GLM 6: covariates

# The general linear model: comparing means adjusted for other predictors (ANCOVA)

## Overview

This tutorial is one of a series that accompanies Discovering Statistics Using IBM SPSS Statistics (Field 2017) by me, Andy Field. These tutorials contain abridged sections from the book (so there are some copyright considerations).1

• Who is the tutorial aimed at?
• Students enrolled on my Discovering Statistics module at the University of Sussex, or anyone reading my textbook Discovering Statistics Using IBM SPSS Statistics (Field 2017)
• What is covered?
• This tutorial develops the material from the previous tutorial to look at comparing means adjusted for other predictors using IBM SPSS Statistics.
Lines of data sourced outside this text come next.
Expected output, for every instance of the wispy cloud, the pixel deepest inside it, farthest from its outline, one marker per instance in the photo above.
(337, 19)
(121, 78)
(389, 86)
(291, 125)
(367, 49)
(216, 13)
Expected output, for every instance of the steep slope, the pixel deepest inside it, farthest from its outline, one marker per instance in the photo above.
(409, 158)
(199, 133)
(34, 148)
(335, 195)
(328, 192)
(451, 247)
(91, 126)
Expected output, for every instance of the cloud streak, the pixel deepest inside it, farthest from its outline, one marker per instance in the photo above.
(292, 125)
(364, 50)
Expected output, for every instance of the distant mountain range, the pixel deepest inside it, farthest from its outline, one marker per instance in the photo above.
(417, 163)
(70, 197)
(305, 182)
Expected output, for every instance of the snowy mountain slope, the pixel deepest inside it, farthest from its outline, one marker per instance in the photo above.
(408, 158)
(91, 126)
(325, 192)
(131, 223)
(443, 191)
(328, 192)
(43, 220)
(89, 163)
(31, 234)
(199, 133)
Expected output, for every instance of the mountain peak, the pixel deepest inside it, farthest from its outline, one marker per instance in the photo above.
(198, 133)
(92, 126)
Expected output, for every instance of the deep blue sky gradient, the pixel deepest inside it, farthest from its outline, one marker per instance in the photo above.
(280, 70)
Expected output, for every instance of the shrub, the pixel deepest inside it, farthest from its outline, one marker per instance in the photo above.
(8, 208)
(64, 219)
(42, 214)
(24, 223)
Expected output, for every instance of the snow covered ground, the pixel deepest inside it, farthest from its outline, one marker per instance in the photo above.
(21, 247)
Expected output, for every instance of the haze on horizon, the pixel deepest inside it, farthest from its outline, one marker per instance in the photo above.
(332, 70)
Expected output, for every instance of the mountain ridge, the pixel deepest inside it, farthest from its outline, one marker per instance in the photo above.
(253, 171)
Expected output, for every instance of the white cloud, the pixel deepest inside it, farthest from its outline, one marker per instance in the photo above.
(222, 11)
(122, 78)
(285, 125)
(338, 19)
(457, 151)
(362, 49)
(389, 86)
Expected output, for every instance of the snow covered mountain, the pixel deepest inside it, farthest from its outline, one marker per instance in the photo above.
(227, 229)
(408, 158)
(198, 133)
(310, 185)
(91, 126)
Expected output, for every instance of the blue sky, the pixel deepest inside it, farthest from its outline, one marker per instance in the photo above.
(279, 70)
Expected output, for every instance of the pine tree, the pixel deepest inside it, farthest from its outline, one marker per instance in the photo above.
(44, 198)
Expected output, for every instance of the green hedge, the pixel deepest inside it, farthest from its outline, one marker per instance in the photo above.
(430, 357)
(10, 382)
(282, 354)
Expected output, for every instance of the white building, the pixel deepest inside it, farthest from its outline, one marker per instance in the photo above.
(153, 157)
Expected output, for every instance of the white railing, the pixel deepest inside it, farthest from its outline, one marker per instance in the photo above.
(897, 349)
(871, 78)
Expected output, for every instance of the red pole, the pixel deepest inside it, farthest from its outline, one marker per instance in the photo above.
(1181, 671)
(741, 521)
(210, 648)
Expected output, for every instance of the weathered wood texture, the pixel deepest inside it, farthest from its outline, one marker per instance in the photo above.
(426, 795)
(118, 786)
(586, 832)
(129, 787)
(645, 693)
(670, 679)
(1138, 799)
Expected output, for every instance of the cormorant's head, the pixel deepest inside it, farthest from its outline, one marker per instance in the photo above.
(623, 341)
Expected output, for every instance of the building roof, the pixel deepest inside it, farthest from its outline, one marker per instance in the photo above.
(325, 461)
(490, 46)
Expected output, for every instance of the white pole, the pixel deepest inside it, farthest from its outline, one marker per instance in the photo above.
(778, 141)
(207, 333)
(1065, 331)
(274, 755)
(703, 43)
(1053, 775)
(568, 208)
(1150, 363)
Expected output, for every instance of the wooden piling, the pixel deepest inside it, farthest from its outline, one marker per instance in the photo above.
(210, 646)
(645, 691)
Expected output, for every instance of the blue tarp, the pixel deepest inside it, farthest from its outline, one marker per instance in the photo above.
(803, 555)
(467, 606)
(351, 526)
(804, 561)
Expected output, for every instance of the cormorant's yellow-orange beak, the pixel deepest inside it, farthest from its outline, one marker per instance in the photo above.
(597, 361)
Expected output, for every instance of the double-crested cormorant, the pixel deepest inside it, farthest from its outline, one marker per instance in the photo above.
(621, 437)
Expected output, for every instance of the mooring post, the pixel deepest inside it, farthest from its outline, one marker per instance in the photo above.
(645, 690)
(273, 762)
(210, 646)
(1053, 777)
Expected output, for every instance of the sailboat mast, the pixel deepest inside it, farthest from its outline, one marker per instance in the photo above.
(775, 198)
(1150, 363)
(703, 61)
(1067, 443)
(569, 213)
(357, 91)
This use of the GLM is often referred to as analysis of covariance (ANCOVA).
• This tutorial does not teach the background theory: it is assumed you have either attended my lecture or read the relevant chapter in my book (or someone else’s)
• The aim of this tutorial is to augment the theory that you already know by guiding you through fitting linear models using IBM SPSS Statistics and asking you questions to test your knowledge along the way.
• The main tutorial follows the example described in detail in Field (2017), so there’s a thorough account in there.
• You can access free lectures and screencasts on my YouTube channel
• There are more statistical resources on my website www.discoveringstatistics.com

## Puppy love

The main example in this tutorial is from Field (2017) and extends the example about puppy therapy from previous tutorials. On the assumption that you can’t have enough puppies in your life, here’s another picture of my dog looking cute to help you to deal with the psychological trauma of this statistics tutorial.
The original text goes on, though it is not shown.